Hoje, tenho de dar a mão à palmatória (ouch!), os Belle & Sebastian fazem parte da irmandade das minhas bandas favoritas.
O nome da banda, todos os da minha geração recordarão, foi surripiada à série francesa de desenhos animados sobre um miúdo e seu cão que nos fazia colar ao sofá nas tardinhas da década de 80. E a delicada inocência desta amizade está bem presente na música deste octeto de Glasgow.
Liderados pelo guitarrista/cantor Stuart Murdoch, os B&S oferecem um som de uma intimidade majestosa, que tem tanto da Pop dos anos 60, como do Indie e da Folk dos anos 90. São criadores de melodias cheias de corpo, óptimas para cantar no carro a caminho do emprego, perfeitas para contemplar ao fim do dia com um copo de Porto na mão. E depois há as letras…
Desta vez decidi fazer um two in one e apresentar dois álbuns chave do percurso musical dos B&S: “If You’re Feeling Sinister” de 1997 e “The Boy With the Arab Strap” de 1998.
Os álbuns têm características diferentes: o primeiro, revela uma escrita mais coesa, com canções a habitar um espaço comum e mais pessoal, enquanto o segundo apresenta um espectro alargado de sonoridades, onde há lugar a novas descobertas e a um contacto mais próximo com todos os elementos da banda.
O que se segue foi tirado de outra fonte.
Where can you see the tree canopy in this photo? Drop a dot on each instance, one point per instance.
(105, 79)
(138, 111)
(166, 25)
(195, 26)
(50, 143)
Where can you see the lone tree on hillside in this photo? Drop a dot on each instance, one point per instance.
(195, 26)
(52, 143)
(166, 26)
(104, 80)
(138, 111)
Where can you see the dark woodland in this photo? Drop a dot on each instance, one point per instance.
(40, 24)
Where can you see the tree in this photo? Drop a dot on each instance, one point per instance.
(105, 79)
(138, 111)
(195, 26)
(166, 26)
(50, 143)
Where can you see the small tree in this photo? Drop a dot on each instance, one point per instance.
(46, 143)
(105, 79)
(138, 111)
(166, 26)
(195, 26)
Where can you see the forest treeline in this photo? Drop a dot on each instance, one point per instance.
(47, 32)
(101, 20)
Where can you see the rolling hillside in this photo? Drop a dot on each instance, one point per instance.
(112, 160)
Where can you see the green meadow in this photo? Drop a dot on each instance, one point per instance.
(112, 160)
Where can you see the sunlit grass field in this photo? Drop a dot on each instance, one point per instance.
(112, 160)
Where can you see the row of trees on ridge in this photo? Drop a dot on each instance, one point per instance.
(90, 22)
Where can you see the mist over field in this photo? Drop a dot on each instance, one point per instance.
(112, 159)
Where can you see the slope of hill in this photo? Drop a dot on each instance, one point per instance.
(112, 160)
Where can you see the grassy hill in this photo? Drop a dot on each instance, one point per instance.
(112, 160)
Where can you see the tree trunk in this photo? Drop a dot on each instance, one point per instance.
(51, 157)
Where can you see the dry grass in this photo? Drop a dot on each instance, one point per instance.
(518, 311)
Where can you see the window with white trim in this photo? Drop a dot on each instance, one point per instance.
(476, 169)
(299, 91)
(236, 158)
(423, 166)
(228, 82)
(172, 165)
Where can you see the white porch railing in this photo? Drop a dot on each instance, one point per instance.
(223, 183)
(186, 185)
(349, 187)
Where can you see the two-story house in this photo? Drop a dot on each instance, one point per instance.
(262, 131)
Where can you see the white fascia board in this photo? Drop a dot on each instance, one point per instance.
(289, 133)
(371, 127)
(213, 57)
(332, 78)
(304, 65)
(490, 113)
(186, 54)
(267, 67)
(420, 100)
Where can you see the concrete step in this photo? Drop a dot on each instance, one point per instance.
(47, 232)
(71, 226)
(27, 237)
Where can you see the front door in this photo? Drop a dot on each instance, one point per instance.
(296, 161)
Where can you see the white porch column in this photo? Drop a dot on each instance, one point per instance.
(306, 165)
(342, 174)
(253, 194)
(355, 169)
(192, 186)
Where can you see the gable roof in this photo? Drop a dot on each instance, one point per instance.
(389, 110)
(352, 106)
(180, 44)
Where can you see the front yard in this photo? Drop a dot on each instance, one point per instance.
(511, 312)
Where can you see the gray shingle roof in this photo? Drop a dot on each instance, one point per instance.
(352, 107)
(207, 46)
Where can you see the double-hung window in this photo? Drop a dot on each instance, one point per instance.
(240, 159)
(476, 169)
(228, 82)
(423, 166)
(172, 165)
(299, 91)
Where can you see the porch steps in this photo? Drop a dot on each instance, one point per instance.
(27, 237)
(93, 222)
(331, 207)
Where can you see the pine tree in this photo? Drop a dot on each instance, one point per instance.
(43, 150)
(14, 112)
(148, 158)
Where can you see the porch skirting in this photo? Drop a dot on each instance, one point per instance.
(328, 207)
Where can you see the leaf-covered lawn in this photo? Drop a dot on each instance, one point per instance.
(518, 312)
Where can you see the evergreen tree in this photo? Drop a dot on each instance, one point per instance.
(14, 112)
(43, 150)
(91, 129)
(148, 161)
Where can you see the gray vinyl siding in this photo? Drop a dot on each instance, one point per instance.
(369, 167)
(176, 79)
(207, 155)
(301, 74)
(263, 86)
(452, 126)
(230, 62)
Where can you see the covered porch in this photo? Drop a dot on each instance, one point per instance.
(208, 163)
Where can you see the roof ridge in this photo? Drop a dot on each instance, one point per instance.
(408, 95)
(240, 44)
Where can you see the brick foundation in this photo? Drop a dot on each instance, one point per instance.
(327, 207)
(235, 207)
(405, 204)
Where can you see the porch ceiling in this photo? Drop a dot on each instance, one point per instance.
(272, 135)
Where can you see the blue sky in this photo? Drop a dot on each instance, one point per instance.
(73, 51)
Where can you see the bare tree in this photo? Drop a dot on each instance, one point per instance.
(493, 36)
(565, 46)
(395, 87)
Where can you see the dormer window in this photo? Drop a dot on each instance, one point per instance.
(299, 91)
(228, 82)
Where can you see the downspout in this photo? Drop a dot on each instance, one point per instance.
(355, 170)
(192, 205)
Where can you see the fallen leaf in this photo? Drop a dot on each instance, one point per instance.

Em comum, as letras aguçadas e inteligentes de Murdoch, sempre polvilhadas de um senso de humor radioso… e às vezes cínico. “Nobody writes them like they used to, so it may as well be me” canta Murdoch em “Get Me Away From Here, I’m Dying”. Presente nos dois discos estão ainda o acústico das guitarras e a sumptuosidade das cordas, tocadas aqui e ali com acordes de trompa a construir um simples mas perfeito cortejo musical.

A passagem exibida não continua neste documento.